Saturday, 5 September 2020

In with the new, out with the old



So, just a few days in, Tim Davie is apparently going to:

(a) Stop BBC stars from engaging in lucrative but potentially impartiality-busting moonlighting (in the light of recent controversies over the out of office activities of Naga Munchetty, Jon Sopel, etc);

(b) Crack down on impartiality-busting activity on social media ("If you want to be an opinionated columnist or a partisan campaigner on social media then that is a valid choice, but you should not be working at the BBC");

(c) Reduce the one-sided political partisanship of so much BBC comedy, maybe getting rid of the worst-offending shows; 

(e) Shift the focus away from London to the whole UK ("from Cornwall to Shetland, from Suffolk to County Fermanagh");

(f) Seek "a wider spectrum of views";

(g) Try to stop hiring just 'BBC types' "from out own image";

and

(g) Have Rule, Britannia! and Land of Hope and Glory sung at The Proms after all. 

This is striking stuff. And a rebuke to the old regime that allowed things to deteriorate so badly. 

I'm liking it. Maybe he is the very model of a modern director-general. 

But...he's rightly receiving a cautious welcome. 

Most of those, however grudgingly, praising him for 'talking a good talk' are understandably waiting to see if the second part of that cliché  - the bit about 'walking the walk' - ever happens. 

He's a BBC insider, of course, and he might go native even quicker for already being 'a native'. 

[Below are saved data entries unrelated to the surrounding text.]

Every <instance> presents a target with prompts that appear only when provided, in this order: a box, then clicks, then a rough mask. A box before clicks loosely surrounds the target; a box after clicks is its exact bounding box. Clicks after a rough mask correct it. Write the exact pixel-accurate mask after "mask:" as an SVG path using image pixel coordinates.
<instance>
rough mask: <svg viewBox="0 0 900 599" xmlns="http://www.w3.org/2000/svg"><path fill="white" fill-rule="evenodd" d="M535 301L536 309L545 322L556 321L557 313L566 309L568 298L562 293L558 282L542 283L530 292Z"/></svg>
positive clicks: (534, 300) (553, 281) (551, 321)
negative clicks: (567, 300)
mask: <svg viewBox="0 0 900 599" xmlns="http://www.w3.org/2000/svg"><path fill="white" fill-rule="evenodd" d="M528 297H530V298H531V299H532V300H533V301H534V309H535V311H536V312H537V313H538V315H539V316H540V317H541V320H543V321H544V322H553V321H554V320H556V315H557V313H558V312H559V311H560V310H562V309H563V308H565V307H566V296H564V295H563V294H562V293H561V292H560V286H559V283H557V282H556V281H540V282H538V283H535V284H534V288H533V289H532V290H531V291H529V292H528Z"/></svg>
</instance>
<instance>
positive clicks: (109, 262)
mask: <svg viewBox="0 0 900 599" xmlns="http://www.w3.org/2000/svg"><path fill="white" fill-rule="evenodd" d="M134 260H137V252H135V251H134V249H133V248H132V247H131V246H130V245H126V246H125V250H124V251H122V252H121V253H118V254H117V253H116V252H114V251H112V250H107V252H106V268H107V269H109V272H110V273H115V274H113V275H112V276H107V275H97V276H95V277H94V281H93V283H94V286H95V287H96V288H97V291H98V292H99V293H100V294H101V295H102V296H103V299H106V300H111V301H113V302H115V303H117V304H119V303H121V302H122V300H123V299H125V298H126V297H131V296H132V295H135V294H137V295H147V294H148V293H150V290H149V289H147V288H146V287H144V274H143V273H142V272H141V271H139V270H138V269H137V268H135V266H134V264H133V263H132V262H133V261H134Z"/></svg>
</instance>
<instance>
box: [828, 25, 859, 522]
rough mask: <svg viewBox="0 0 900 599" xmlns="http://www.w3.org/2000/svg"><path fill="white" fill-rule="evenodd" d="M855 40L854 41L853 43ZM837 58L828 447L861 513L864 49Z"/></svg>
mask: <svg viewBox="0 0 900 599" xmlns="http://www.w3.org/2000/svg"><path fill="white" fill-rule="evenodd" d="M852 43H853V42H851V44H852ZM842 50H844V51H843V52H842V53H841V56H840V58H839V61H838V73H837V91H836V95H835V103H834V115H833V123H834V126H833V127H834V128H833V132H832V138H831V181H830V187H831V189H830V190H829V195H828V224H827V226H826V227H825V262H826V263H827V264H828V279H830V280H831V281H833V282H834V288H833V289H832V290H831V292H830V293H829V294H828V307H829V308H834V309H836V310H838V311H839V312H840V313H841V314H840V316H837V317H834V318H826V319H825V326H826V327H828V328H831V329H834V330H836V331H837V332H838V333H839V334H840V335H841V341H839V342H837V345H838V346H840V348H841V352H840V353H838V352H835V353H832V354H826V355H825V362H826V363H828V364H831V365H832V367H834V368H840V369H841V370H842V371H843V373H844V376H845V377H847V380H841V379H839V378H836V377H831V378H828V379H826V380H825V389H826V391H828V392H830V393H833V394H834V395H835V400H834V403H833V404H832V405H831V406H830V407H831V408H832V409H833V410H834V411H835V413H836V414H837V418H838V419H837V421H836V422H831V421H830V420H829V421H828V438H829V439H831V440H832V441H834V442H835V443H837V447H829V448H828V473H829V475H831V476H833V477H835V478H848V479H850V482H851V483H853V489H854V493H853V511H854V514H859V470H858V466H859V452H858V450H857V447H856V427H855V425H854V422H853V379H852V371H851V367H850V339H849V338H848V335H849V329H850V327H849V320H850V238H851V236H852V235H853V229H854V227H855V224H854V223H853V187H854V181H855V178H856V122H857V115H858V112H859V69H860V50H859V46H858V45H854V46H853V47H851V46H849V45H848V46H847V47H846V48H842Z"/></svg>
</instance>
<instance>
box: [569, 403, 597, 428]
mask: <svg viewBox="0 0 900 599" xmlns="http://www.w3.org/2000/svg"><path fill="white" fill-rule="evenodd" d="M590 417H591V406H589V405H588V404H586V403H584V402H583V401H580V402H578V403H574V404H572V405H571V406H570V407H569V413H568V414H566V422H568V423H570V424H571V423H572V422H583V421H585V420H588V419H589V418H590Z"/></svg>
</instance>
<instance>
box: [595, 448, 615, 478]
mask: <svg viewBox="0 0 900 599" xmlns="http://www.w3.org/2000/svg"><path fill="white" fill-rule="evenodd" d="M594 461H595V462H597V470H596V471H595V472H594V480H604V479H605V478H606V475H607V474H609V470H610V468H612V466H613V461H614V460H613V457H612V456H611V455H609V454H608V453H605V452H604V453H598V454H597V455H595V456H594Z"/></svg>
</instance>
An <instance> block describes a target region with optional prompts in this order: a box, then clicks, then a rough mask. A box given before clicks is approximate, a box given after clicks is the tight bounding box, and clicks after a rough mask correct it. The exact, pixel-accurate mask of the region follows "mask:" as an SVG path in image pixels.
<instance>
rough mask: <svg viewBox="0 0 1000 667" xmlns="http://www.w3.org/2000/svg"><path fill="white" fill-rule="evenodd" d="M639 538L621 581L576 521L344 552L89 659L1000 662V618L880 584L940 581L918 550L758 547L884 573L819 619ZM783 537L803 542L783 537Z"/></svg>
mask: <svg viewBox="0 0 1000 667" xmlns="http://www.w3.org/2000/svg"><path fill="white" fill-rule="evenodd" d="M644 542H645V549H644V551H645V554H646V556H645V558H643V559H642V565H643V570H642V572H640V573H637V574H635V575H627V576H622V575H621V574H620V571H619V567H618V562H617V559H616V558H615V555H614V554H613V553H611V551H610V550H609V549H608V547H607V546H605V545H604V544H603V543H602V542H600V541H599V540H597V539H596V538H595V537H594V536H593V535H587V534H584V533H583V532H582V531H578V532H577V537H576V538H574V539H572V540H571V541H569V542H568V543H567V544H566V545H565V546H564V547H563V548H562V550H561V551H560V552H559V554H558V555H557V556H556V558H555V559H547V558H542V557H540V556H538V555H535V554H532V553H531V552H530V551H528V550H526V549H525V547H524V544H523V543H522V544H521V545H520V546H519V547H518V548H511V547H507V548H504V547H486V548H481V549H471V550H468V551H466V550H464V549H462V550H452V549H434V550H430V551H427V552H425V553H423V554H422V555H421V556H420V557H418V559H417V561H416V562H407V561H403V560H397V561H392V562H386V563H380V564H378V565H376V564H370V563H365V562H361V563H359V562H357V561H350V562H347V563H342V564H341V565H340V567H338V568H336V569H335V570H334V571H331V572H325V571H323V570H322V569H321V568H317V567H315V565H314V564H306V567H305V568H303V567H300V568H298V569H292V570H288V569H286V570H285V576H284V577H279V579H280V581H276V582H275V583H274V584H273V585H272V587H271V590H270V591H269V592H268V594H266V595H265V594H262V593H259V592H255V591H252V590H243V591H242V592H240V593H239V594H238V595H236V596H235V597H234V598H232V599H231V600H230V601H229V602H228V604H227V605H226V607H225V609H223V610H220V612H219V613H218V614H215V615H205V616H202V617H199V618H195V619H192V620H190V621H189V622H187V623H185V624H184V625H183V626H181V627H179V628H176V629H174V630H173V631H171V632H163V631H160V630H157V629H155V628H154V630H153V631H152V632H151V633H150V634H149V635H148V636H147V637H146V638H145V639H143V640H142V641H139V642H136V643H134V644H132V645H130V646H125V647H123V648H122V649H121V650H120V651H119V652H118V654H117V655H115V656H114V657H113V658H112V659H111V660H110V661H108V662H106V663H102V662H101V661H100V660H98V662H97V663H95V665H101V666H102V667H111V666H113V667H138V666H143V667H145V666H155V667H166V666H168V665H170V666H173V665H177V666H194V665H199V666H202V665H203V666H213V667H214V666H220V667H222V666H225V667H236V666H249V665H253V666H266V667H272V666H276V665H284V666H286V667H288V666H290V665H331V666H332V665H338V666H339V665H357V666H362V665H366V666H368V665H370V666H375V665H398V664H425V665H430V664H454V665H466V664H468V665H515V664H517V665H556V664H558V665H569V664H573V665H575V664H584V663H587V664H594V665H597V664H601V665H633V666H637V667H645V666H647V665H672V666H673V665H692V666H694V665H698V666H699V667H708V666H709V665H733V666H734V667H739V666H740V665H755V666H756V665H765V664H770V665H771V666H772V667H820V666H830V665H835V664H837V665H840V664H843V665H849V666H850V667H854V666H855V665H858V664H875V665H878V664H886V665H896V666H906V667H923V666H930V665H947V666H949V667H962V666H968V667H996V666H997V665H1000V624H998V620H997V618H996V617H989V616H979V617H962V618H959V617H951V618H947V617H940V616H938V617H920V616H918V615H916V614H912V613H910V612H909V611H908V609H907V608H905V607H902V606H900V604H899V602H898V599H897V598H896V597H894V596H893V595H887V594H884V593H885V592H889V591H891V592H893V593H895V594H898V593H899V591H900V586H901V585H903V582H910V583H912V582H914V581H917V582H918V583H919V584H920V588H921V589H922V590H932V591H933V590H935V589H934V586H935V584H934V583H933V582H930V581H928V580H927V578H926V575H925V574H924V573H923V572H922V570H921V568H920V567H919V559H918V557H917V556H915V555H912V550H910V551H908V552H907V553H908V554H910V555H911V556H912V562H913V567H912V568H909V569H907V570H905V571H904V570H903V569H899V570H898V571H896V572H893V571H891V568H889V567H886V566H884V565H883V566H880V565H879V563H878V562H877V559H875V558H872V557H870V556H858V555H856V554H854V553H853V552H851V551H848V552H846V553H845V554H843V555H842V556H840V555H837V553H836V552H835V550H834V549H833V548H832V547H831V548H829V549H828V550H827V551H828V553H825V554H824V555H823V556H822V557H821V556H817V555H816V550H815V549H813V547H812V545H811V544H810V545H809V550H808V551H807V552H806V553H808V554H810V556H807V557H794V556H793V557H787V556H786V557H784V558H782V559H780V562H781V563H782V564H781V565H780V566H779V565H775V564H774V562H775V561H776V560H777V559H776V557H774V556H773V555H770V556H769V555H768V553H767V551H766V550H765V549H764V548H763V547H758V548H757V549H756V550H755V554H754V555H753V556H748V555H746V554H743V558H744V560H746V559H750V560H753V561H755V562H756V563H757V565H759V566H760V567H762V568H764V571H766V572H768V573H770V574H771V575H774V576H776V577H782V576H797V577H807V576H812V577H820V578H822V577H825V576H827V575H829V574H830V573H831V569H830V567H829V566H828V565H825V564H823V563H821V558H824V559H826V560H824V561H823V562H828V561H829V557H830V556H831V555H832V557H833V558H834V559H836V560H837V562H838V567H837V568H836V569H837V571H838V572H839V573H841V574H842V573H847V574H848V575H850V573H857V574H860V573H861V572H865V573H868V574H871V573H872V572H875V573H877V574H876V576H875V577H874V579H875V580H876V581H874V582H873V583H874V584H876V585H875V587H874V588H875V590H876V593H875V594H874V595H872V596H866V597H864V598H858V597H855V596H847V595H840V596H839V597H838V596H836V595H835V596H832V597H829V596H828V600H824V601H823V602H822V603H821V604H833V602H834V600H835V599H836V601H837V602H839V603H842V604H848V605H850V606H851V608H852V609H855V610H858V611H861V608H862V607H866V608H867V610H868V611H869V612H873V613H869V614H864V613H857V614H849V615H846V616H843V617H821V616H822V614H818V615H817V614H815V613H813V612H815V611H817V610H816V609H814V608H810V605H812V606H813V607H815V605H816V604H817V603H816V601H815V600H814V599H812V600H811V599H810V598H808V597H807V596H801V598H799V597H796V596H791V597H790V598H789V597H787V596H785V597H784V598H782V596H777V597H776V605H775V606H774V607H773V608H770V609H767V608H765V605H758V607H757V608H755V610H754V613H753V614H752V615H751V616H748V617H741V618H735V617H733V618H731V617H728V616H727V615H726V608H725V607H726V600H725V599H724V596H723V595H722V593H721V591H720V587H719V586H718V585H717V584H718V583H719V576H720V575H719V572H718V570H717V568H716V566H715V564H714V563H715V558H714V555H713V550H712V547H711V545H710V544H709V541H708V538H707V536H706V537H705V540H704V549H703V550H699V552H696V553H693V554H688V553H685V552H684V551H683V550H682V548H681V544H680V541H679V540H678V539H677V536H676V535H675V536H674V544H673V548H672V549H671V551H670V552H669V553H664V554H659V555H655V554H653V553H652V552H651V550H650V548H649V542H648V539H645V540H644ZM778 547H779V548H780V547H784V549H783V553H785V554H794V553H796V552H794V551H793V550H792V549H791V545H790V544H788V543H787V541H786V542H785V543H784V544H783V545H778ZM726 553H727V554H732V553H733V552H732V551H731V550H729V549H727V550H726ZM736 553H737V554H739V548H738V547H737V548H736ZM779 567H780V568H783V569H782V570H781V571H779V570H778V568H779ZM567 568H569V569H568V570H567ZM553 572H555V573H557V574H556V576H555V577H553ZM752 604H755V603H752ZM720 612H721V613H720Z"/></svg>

Others, of course, are wondering if (and some hoping that) it's far too late anyhow.

*******

I've been reading lots of people in the papers saying nice things about Lord Hall, particularly about how nice he is. 

But the state the BBC now finds itself in is something he must bear ultimate responsibility for - including agreeing to fund over 75s' licence fees as part of a deal with the government and then welching on that deal. 

And the pandering to the 'woke' brigade in recent months (overruling his own editorial director David Jordan on at least two occasions) has been especially damaging. 

My pet theory for that is that Lord was thinking of himself and his own future as a highly-remunerated arts supremo and playing to the 'ultra-woke' arts gallery. 

It sounds as if Tim Davie forced Lord Hall into an emergency compromise at the Last Night of the Proms - having orchestral versions of Rule, Britannia! and Land of Hope and Glory rather than dropping them altogether - but now Lord Hall's gone to his next plum job at the National Gallery Mr Davie has squashed that compromise and is having them sung after all - along with Jerusalem.